Beltà sì bella mai non fu più vista,
Nè si vedrà, cred’io, ch’ognor maggiore
11S’accresce, e nuova grazia sempre acquista.
Oh me beato, se quel chiar splendore
Lieto si volge a me di quella vista,
14Cui senz’Amor non fora in terra Amore!
V. 2. Onor ecc., cfr. son. XLVII, v. 3.
V. 4. Poeta scriva, che possa esser scritta, descritta, celebrata da poeta.
V. 14. Con lieve variante ripete il v. 23 della Canzone XXV; e così farà ancora alla Canzone CCIV, v. 110.
LI.
Chi guarda negli occhi della Mencia, vede il Paradiso. Considera, a parte a parte, le doti fisiche di lei, già accennate altrove, specialmente nei sonetti V e VI, con particolari che qui ritornano.
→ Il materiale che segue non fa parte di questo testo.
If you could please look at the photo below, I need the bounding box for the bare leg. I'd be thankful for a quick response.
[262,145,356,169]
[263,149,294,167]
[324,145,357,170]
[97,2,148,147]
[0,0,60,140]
Madonna, i bei vostr’occhi chi rimira
Con quella fronte spaziosa e pura,
E quelle guancie fatte di mistura
4D’ostro, e di neve, il paradiso mira.
Chi poi le labbra coralline ammira,
E quelle schiette perle ove natura
Pose ogni studio, ed ogni mastra cura,
8Di soverchia dolcezza ognor sospira.